Job Ben Salomon, Marabout NÉgrier Et Esclave Affranchi (3/6)

Mais vers la fin du X VIIe siècle, la Hollande était en proie à des difficultés politiques intérieures qui donnèrent aux Français et aux Anglais l’occasion d’acquérir graduellement des positions dans le commerce sénégambien et de raffermir ces derniers au détriment de leur rivale.

Au début du XVIIe siècle, le Portugal ne gardait plus que quelques maigres comptoirs dispersés à l’embouchure des « Rivières du Sud ». Les marchands portugais qui étaient établis sur ces comptoirs avaient renoncé à toute expansion commerciale en raison de l’impossibilité pour la métropole en déclin de les soutenir militairement sur le terrain et diplomatiquement en Europe. Au contraire des Portugais, les Français disposaient d’un réseau commercial assez solide dans la région. Dès 1664, ils avaient fondé une compagnie dénommée la « Compagnie du Sénégal » dont le but était d’exercer le monopole du commerce entre le cap Blanc et la rivière de Sierra Leone. La compagnie devait fournir aux îles françaises d’Amérique «2 000 nègres par an pendant huit années et […] à sa Majesté tel nombre qu’il lui plairoit ordonner par le service de ses galères »16. En contrepartie, elle était exemptée de la moitié des droits d’entrée des marchandises qu’elle importerait d’Afrique et d’Amérique. À partir du fort de l’île Saint-Louis (Sénégal), son siège où résidait le gouverneur de la concession, la compagnie rayonnait sur une dizaine de comptoirs dont les plus importants étaient : Arguin et Portendicke sur la côte mauritanienne : l’île de Gorée et Joal sur la « Petite Côte », Albréda sur la Gambie et, vis-à-vis du fort anglais de James Island, les îles Bissagos, enfin le fort Saint-Joseph dans le royaume de Galam (Gajaaga) sur Haut Fleuve (Sénégal).

Toutefois, jusque dans le premier quart du XVIIIe siècle, le monopole français était plus théorique que réel 17.

La Compagnie du Sénégal était en butte à la concurrence des « interlopes », c’est-à-dire des navires de contrebande hollandais, notamment sur la côte mauritanienne.
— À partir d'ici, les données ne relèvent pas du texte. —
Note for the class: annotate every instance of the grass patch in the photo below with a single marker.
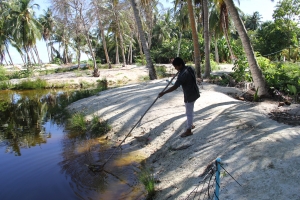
(77, 122)
(147, 178)
(161, 71)
(30, 85)
(144, 78)
(98, 126)
(4, 85)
Les incursions des interlopes dans les possessions que s’étaient arrogées les Français furent à l’origine de conflits répétés entre les forces navales des deux pays au large de la côte sénégambienne.

Par le traité dit de la Haye, conclu le 13 janvier 1727, la Hollande renonçait définitivement à toute prétention sur le commerce de la région. La France devenait la première puissance maritime en Sénégambie.

Mais les Anglais étaient résolus à s’opposer par tous les moyens à l’hégémonie française. À l’instar de leurs rivaux, ils avaient confié le commerce exclusif de leurs possessions sénégambiennes à la Royal africain Company[18].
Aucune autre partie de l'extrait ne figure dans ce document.